The Big Short follows 4 stories that run parallel tied to these outsiders, their personalities and their decisions.
The first one begins with Dr.Michael J Burry, a socially awkward medical man who spent 16 hours in medical practice and study while simultaneously posting investment advice for free on a dingy blog that ended up drawing the attention of so many investors that he started a fund. Not comfortable with humans, Burry find his love in numbers having no problem in parsing reams of paper that nobody cared to read. He was the first one who woke up to the inbound crisis and was the first one to act on it as he went to the banks to short subprime bonds and ended up creating Credit Default Swaps on CDOs that finally became the instruments of leverage.
If you don’t understand the concept of CDOs and CDSs well: //To add a bit about CDOs and CDSs, CDOs are basically stacks of bonds on loans. So if you purchase a CDO, you are effectively lending money and receiving interest. But you are taking the risk of default ie your money not getting paid back.
CDS is simply an insurance on the CDO. So if you have a CDS on a CDO you are basically paying insurance premium so that just in case the CDO defaults, you will get the entire money back. So if you own the vehicle, you purchase an insurance on it right? But here’s the catch. You don’t need to own the vehicle. You can take an insurance nonetheless on synthetic CDO! So an imaginary vehicle identical to the original one is created so that you can buy the insurance on it.//
In comes Greg Lippmann. All the banks were making good commission by selling the CDOs but there were only so many of them. So they needed to create the synthetic ones for which they need buyers for the CDSs. Deutsche Bank asked Greg to take one for the team and sell CDSs so that the other could sell the glamorous CDOs. Lippmann was an outspoken, materialistic wall street sales person. While reluctantly this job, Greg realized that the CDOs are being incorrectly price and the risk wrongly assessed. The insurance seemed more lucrative then the investment itself and so while pitching the CDSs to several clients, he himself kept many CDSs on his own books.

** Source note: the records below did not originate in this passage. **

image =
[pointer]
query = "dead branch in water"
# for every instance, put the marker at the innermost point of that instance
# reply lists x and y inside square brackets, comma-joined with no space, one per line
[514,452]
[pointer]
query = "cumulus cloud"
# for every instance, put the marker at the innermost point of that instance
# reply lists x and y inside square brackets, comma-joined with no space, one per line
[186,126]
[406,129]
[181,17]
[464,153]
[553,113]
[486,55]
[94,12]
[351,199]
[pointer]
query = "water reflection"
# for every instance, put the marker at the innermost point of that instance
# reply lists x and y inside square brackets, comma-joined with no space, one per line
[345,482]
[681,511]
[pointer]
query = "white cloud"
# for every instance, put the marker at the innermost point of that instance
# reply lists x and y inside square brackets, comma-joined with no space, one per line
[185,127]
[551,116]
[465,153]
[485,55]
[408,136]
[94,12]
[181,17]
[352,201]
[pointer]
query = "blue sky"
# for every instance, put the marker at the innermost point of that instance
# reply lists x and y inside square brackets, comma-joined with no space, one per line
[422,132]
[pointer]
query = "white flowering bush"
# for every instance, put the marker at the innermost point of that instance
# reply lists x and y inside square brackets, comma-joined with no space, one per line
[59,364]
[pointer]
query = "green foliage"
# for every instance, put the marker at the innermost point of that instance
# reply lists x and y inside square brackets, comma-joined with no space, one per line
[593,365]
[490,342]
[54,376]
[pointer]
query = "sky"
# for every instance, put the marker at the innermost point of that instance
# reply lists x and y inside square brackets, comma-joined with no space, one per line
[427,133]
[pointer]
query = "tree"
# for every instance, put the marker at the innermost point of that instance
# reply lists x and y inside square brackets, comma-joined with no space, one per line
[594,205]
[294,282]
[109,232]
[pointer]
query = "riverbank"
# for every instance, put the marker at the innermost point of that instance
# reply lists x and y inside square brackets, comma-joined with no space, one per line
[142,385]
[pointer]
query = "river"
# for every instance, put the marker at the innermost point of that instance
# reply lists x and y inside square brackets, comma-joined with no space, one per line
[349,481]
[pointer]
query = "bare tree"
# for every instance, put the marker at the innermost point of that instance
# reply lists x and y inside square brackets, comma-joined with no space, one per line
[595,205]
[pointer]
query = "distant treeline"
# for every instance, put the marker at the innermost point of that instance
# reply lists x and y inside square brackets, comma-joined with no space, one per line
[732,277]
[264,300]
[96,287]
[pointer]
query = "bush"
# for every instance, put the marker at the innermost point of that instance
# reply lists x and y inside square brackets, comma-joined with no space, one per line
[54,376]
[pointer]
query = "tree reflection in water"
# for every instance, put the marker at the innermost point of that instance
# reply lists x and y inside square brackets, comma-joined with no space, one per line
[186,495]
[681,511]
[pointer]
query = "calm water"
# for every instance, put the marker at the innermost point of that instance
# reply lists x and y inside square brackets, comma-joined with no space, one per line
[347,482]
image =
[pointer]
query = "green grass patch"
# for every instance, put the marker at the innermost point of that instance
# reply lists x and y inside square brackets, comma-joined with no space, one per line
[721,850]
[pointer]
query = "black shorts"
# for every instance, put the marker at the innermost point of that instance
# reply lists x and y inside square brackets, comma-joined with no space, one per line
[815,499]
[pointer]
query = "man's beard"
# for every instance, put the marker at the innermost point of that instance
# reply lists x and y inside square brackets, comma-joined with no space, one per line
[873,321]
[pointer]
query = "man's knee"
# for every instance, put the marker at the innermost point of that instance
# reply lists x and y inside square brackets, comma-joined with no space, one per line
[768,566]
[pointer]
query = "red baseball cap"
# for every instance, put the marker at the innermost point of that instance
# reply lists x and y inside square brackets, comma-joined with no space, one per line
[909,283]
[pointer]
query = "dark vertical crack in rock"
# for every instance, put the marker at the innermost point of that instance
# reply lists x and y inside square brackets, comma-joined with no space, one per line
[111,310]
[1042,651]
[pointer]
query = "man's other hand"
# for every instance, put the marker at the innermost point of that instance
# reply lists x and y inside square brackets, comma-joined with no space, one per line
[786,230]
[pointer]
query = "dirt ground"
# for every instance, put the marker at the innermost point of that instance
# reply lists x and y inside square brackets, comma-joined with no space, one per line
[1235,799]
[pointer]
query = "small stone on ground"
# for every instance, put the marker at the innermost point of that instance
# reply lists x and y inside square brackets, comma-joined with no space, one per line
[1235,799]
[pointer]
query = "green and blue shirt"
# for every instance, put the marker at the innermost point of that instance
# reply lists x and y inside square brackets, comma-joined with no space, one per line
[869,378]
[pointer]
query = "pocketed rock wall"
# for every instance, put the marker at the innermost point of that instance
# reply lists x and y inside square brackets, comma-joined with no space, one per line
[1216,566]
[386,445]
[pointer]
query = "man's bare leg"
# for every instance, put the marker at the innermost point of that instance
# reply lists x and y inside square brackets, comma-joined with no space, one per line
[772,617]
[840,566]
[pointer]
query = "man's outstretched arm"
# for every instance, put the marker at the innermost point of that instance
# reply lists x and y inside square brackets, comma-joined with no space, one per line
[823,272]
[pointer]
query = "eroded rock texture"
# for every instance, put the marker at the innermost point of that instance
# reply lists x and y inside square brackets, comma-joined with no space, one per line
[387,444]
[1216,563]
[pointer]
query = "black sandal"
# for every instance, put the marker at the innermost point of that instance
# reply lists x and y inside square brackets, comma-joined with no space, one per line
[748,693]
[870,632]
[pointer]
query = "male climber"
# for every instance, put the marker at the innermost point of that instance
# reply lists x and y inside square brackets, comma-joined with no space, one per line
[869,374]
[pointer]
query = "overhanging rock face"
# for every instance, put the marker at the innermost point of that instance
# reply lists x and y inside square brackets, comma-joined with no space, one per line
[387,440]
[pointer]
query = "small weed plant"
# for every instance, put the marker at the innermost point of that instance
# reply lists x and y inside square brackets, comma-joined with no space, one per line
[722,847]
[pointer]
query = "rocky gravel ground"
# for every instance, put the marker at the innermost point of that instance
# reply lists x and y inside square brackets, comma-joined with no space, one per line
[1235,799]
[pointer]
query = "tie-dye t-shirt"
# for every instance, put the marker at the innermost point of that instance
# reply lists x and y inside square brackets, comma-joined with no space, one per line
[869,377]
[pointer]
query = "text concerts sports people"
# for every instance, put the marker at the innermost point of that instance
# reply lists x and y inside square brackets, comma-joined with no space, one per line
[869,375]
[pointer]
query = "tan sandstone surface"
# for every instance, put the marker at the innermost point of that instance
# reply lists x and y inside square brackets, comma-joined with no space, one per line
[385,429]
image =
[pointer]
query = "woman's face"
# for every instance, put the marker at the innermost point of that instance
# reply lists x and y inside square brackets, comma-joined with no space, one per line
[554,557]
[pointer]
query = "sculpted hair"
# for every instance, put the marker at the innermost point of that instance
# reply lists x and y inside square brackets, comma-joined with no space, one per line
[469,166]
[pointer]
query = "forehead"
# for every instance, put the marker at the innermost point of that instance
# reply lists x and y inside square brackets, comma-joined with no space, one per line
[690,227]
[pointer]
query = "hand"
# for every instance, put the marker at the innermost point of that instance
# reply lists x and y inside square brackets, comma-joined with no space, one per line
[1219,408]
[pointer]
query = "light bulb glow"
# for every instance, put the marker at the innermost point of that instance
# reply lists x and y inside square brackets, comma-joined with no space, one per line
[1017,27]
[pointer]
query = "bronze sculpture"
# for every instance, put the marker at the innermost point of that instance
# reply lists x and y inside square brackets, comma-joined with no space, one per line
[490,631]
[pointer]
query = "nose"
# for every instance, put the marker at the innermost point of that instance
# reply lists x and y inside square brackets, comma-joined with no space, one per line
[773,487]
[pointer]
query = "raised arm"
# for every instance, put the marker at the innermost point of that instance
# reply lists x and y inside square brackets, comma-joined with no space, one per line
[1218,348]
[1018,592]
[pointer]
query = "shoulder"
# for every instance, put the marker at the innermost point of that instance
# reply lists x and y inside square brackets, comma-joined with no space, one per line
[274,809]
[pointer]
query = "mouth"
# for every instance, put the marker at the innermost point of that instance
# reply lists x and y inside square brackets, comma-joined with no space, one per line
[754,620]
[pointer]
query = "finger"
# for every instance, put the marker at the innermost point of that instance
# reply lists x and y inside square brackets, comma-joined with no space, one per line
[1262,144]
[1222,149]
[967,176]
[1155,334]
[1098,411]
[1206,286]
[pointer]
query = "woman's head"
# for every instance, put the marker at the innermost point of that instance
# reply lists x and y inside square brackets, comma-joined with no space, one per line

One of Greg’s clients is Steve Eisman and his team in the Frontpoint Capital, a hedge fund owned by Morgan Stanley. Eisman is not just outspoken but borderline crazy. He actually loved to find shit and holler on the street about the shit’s creator. So when Eisman found out this pile of dung his team had to actually hide information from him so that he didn’t come out of the room shouting let’s short a trillion dollars worth CDOs.
While Greg was working in one of the Wall Street banks, Eisman was at the periphery and Burry way outside the circle sitting in California. Then there these 3 guys of Cornwall Capital who were beyond the stratosphere. With a fund that had just their own money, James Mai, Charlie Ledley and Ben Hockett had exploited the pricing models of financial world that assumed a normal distribution and underestimated the chances of a rare event. Dubbed as ‘event-driven investing’ these 3 bumblebees had turned their $110,000 capital into several million dollars which by Wall Street standards was puny and no one took them seriously. This is what made them do what other’s didn’t; make the most long-shot bet. They shorted the AA tranches of CDOs which were considered to very safe hence their premiums were much cheaper as well.
Scion Capital(Burry), Frontpoint (Eisman), Lippmann and Cornwall Capital all essentially did the same. However their method, motives and expectations were different.
Burry, despite staying the farthest was most aware of the abyss the market was heading to and viewed at as a certainty. His motive was simple; maximum returns for his investors, which is why he had never charged any fixed fees but a performance-based one.
Lippmann was the typical Wall Street sales guy who when coming upon this opportunity wanted to utilize it to maximize his bonus. The only difference between him and most other sales people was that he sold the right product.
Eisman saw himself as a champion of the underdogs. He could be called the only socialist on the Wall Street. So shorting the CDOs was not just a good bet but an opportunity to say ‘screw you’ to the banks which why he didn’t stop at the CDOs but actually shorted the stocks of most major banks except Morgan Stanley because Morgan Stanley owned his fund.
James, Charlie and Ben were just doing what they always did. They weren’t extraordinary or savvy or some sort of crusaders. They did one thing and they understood it well and were damn good at it.
So over and all, The Big Short shows us the entire crisis unraveling from the eyes of these outsiders. The characters are as fascinating as the story and you can’t help fall in love with them despite each being completely crazy and different.